例えば、取締役会において決定された方針どおりに組織体制の構築や社内規則の整備がなされていない事実や、方針どおりに組織体制や社内規則が運用されていない事実など上場会社において会社法上の内部統制システムの構築及び運用に不備のある事実が判明した場合であって、その程度が当取引所の市場に対する株主及び投資者の信頼確保の見地から看過することができないと当取引所が認めるときは、当取引所の上場会社に求められる内部統制システムが適切に構築及び運用されていなかったものとして、改善報告書などの上場規程に定める措置を講ずることとなります。

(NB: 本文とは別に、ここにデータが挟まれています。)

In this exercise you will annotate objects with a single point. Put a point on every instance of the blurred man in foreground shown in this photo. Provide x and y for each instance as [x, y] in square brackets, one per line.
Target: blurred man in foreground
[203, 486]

東証が、平時や個別の不祥事の都度、上場会社の内部統制システムの構築・運用状況を調査・モニタリングすることは想定しておりません。また、例えば会社法上の内部統制システムの運用状況などについて、コーポレート・ガバナンス報告書などにおいて、上場会社による追加的な開示を求めるものではありません。
【上場規程第439条】
(12)買収への対応方針の導入に係る遵守事項
上場会社は、買収への対応方針を導入(買収への対応方針の具体的内容を決定することをいう。)する場合は、以下に掲げる事項を遵守することが義務付けられています。
(1)開示の十分性
買収への対応方針に関して必要かつ十分な適時開示を行うこと。
(2)透明性
買収への対抗措置の発動(買収への対抗措置を実行することをいう。以下同じ。)及び廃止(発動された買収への対抗措置を取り止めることをいう。)の条件が経営者の恣意的な判断に依存するものでないこと。
(3)流通市場への影響
株式の価格形成を著しく不安定にする要因その他投資者に不測の損害を与える要因を含む買収への対応方針でないこと。
(4)株主の権利の尊重
株主の権利内容及びその行使に配慮した内容の買収への対応方針であること。
【上場規程第440条】
詳細は、【買収への対応方針の導入等に係る上場制度の概要】を参照してください。
(13)MBO等の開示に係る遵守事項
上場会社は、MBO等(公開買付者が対象者の役員である公開買付け(公開買付者が対象者の役員の依頼に基づき公開買付けを行う者であって対象者の役員と利益を共通にする者である公開買付けを含む。)又は支配株主その他施行規則で定める者による公開買付け。)に関して意見表明等を行う場合は、適時開示を必要かつ十分に行うことが義務付けられています。
【上場規程第441条、第441条の2】
〔MBO等の開示に係る適時開示実務上の取扱い〕
MBO等に関して意見表明等を行う場合の実務上の取扱い等については、「公開買付けに関する意見表明等」を参照してください。
(14)支配株主との重要な取引等に係る遵守事項
支配株主を有する上場会社は、当該上場会社又はその子会社等の業務執行を決定する機関が、支配株主その他施行規則で定める者が関連する重要な取引等を行うことについての決定をする場合には、当該決定が当該上場会社の少数株主にとって不利益なものでないことに関し、当該支配株主との間に利害関係を有しない者による意見の入手を行うものとするほか、必要かつ十分な適時開示を行うことが義務付けられます。
【上場規程第441条の2、施行規則第436条の3】
なお、「支配株主」とは、親会社又は上場会社の議決権の過半数を直接若しくは間接に保有する者として施行規則で定める者(上場会社の主要株主(親会社を除く。)のうち、自己の計算において所有している上場会社の議決権と、当該主要株主の近親者並びに当該主要株主又は当該近親者が議決権の過半数を自己の計算において所有している会社等(会社、指定法人、組合その他これらに準ずる企業体(外国におけるこれらに相当するものを含む。)をいう。以下同じ。)及び当該会社等の子会社が所有している上場会社の議決権の合計が過半数を占めている場合)をいいます。
【上場規程第2条第42号の2、施行規則第3条の2】
詳細は、【支配株主との重要な取引等に係る企業行動規範に関する実務上の留意事項等】を参照してください。
(15)内部者取引の禁止
上場会社は、当該上場会社の役員、代理人、使用人その他の従業員に対し、当該上場会社の計算における内部者取引(*)を行わせてはならないこととしています。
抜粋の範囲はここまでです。